The Treasury announced Thursday a record $104 billion worth of bond auctions for next week, part of its herculean efforts to finance a rescue of the world's largest economy.

The sales will exceed the previous record of $101 billion set in auctions that took place in the last week of April and consist of two-year, five-year and seven-year securities. That record was matched by another $101 billion week in May.

Though next week's total was broadly in line with expectations, worries about supply have weighed on the U.S. government bond market, which will see a mammoth $2 trillion worth of new debt issued this year.

"Maybe the Treasury market reacted a little negatively and it will continue to be like this," said Suvrat Prakash, U.S. interest rate strategist with BNP Paribas in New York. "Supply announcements and auctions on the horizon will make the market a bit nervous about upcoming debt."

Bond prices were lower already in anticipation of the Treasury's announcement and continued to sell off in reaction.

The government is likely to raise about $85 billion in net new cash given that there are about $19 billion worth of coupon securities maturing during the week.

The Treasury's include $40 billion in 2-year notes on Tuesday, $37 billion 5-year notes on Wednesday and $27 billion in 7-year notes on June 25.

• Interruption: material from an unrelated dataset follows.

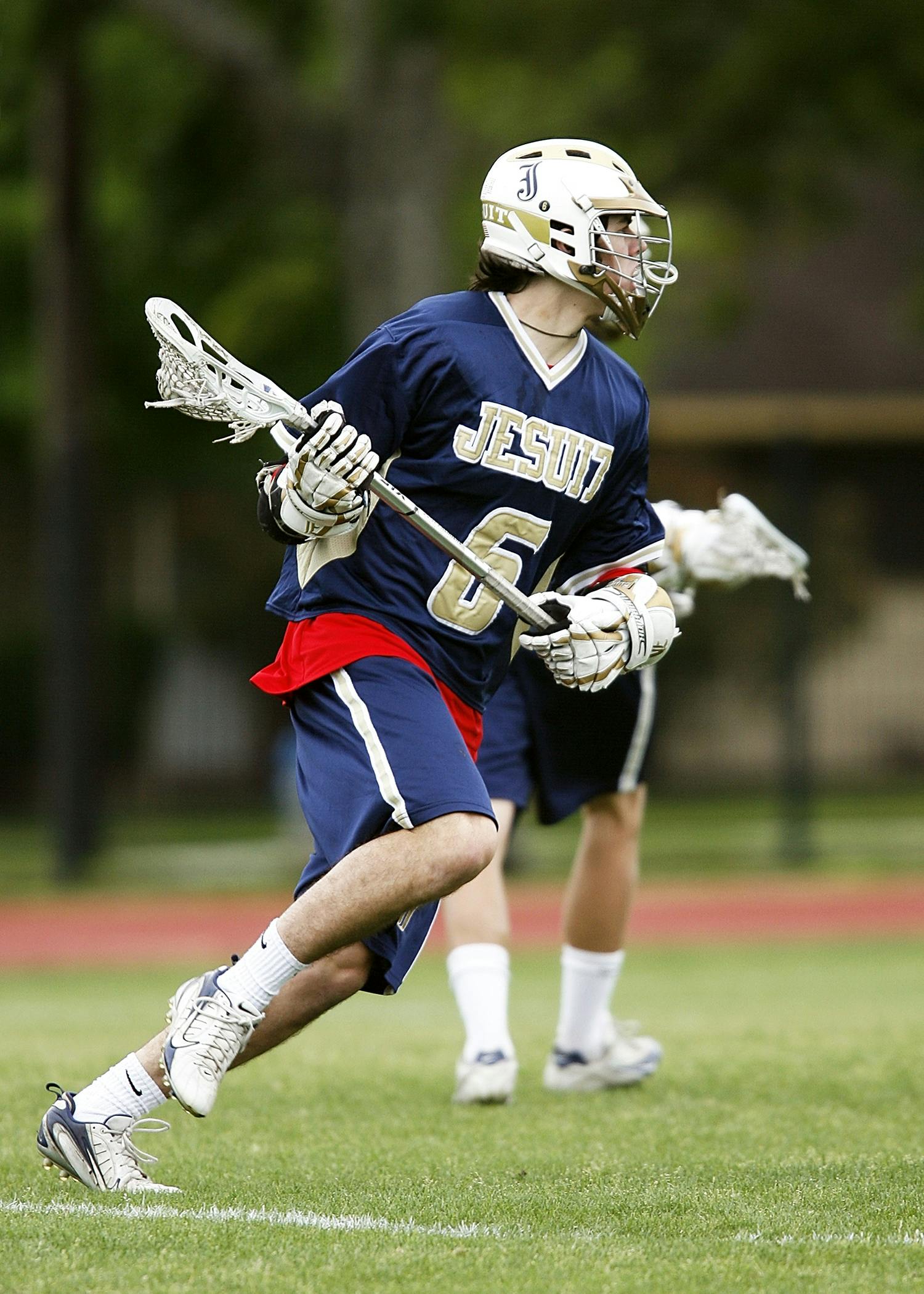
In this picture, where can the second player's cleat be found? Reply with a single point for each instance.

The U.S. bond market has been under pressure for three months, with benchmark yields surging to an eight-month high of 4 percent last week, as investors worried about a budget deficit expected to reach an astounding 13 percent of the economy this year.

The Treasury routinely sells billion of dollars worth of debt paper to fund the federal budget deficit.

The Treasury Department's report for May, released last week, pointed to a growing gap between government spending and income at a time when the economy is struggling to emerge from recession and tax revenues are likely to decline.

The U.S. government posted a $189.65 billion budget deficit in May, a record for the month and the eighth straight monthly deficit, the Treasury Department said on June 10.